It’s also true that when one of those groundbreaking companies matures and faces challenges, a founder has a unique ability to make bold moves and stick to the original vision when others push for a less risky course. There are certainly cases where companies have struggled when founders are replaced by managers. Remember Yahoo? And of course there’s Apple, where the founder returned and restored the company to its former glory and beyond.
But there are plenty of counterexamples. Apple isn’t exactly struggling under Tim Cook. And consider Microsoft. Its CEO since 2014, Satya Nadella, was a lifelong member of the company, having worked his way through various departments since 1992. Not a founder, no. But he took the company to new heights. While Bill Gates is still revered at Microsoft, no one inside the company wants him back at the top.
And God knows, there are plenty of cases where it wasn’t the fake management people, but the stubborn founders who ruined a company. I think Travis Kalanick would have benefited from listening to the stubborn managers. His replacement, a kind of management guy, made Uber profitable.
The fact is, not everyone is Brian Chesky, and no one is Steve Jobs. The vast majority of companies never get off the ground, and fizzle out in disgrace. Very few founders reach the point where investors demand adult oversight to manage growth, because only the rarest companies ever get there.
It’s fun to talk about founder mode, perhaps for the same reason some of us read Ben Horowitz’s founder-porn with our noses pressed to the window. Founder mode, which Graham predicts will one day appear in management texts, really only applies to the most exceptional founders, the ones Steve Jobs once called “the crazy ones.” Their companies aren’t called unicorns for nothing.
Time travel
In 2007, I was embedded in a Y Combinator batch of 12 companies. (Starting next year, there will be four batches per year, with hundreds of startups.) It was clear by then that Graham, who was extremely hands-on, had developed his view of founder primacy. My story appeared in Newsweek under the headline “Boot Camp for Billionaires.”

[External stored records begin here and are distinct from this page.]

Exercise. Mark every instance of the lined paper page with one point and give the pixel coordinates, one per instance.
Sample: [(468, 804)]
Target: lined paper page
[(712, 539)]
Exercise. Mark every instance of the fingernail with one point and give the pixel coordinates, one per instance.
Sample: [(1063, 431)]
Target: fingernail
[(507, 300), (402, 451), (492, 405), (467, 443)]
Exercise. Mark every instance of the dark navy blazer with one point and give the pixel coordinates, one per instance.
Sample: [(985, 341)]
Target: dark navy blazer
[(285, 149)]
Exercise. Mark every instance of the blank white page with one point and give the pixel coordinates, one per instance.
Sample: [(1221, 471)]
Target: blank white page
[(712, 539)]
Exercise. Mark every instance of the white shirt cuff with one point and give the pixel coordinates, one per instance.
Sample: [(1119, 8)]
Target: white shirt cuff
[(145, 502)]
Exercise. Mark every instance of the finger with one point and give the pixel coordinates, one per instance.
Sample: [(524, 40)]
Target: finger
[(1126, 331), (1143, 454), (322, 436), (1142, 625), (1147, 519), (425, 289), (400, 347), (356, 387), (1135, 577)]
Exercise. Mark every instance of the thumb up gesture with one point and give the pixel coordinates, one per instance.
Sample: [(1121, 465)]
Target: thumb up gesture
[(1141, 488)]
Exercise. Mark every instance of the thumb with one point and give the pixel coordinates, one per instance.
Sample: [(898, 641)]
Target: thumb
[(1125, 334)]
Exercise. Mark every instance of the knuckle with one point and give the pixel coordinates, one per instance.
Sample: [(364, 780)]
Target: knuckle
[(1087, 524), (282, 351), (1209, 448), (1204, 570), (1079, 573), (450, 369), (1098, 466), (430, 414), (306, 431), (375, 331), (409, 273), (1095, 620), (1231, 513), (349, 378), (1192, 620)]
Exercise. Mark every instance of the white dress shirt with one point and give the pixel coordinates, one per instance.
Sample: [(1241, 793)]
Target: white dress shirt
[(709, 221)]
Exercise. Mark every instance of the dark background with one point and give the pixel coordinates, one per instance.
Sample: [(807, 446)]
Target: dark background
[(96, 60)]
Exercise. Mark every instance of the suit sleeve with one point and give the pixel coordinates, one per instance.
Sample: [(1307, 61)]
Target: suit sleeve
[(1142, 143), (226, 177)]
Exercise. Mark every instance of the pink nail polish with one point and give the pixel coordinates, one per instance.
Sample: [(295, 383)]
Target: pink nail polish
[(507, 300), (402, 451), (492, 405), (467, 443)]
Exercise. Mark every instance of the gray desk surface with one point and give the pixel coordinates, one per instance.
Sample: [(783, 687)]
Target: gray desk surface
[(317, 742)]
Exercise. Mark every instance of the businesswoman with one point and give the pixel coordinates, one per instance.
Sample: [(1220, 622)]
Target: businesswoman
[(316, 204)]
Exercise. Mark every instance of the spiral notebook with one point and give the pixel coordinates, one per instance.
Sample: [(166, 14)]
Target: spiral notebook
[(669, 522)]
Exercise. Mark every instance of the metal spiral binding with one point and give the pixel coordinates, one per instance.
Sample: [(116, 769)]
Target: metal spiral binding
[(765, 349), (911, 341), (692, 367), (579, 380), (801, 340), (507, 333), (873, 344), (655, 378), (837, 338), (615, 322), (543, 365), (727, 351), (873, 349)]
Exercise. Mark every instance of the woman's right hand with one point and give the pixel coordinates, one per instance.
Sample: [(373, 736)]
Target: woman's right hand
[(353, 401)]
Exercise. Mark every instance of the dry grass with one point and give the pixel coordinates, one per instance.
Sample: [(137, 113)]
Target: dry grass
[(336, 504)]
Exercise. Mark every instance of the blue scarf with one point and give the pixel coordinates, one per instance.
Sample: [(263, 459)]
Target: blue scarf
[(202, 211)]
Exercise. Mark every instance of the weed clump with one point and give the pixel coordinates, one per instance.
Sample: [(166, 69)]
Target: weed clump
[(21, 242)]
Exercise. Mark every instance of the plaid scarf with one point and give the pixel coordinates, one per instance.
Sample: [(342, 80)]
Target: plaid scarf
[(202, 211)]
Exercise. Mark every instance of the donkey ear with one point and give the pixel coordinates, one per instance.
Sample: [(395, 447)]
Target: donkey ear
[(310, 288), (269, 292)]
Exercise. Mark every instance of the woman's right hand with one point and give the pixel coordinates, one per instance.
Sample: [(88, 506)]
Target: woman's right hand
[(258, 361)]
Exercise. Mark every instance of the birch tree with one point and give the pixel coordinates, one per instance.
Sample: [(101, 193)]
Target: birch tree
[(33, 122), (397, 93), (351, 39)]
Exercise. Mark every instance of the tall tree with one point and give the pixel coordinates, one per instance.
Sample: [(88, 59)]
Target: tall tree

Every Tuesday during the program, Y Combinator hosts a chili or stew dinner for the startups. At this first one, Graham and [cofounder Jessica] Livingston distributes gray T-shirts emblazoned with one of Graham’s most pithy admonitions: MAKE SOMETHING PEOPLE WANT. A second, black shirt is given only to startups that reach a “liquidity event”—a purchase by a larger company or an IPO. It reads: I MADE SOMETHING PEOPLE WANT.